00:05Nouvelle tentative donc d'assassinat de Donald Trump, c'est la cinquième en dix ans, rien que sur sa propre
00:12personne.
00:12Notre question ce matin, est-ce que la violence politique aux Etats-Unis est systémique ?
00:19Elle est systémique et ce que l'on a vécu ce week-end, alors c'est assez intéressant.
00:24C'est vrai, vous l'avez dit, c'est la cinquième tentative en dix ans, c'est la quatrième en
00:27deux ans pour Trump.
00:28Il détient aujourd'hui le record de tentatives, avec des gravités différentes, mais de tentatives d'attentat.
00:35La première, ça remontait à 2016, c'était sa première campagne, et ça avait été assez lointain.
00:40Évidemment, celle à laquelle on pense tous, c'est celle de Butler en Pennsylvanie lors de la deuxième campagne,
00:46avec cette balle qui traverse l'oreille. Il y en a eu trois depuis, celle-ci étant la troisième.
00:52Bon, la gravité était moindre, le tireur a été arrêté.
00:55Et ça n'est qu'une énième manifestation de tentatives d'attentat.
01:00Il y a quatre présidents américains sur 45.
01:04Il y a eu 45 individus qui ont été à la Maison-Blanche, qui ont été présidents.
01:09Quatre présidents ont été tués, on pense tous à Kennedy, bien sûr.
01:11Il y a eu Lincoln, il y a eu deux autres, James Garfield et William McKinley.

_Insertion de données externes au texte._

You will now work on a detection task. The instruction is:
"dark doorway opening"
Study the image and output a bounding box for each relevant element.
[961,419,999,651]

01:14Il y a eu aussi des tentatives très sérieuses au XXe siècle.
01:17Il y a eu Roosevelt, il y a eu Truman, il y a eu Ford.
01:20On pense aussi, bien sûr, à Ronald Reagan, d'ailleurs, devant le même hôtel où les faits se sont produits
01:25ce samedi soir.
01:26Et donc, oui, il y a une violence politique que l'on voit qui se manifeste contre les présidents.
01:30C'est une réalité, oui.
01:32Analia ?
01:32Alors, c'est vrai que ça a toujours existé.
01:34Et en même temps, on voit que ça augmente.
01:36Entre 95 et 2015, il n'y a eu que deux attaques contre des élus ou des candidats.
01:43La décennie suivante, donc la nôtre, entre 2016 et 2025, il y en a eu 25.
01:47Donc, ça se multiplie, ça touche tout le monde, touche tous les élus.
01:50Comment vous l'expliquez ?
01:51Toutes les études le confirment.
01:53La violence politique est dans un cycle haussier depuis au moins une décennie.
01:57En fait, les États-Unis, il ne faut pas l'oublier, sont nés sur une idée à la fois de
02:01liberté,
02:01mais aussi sur une violence intrinsèque.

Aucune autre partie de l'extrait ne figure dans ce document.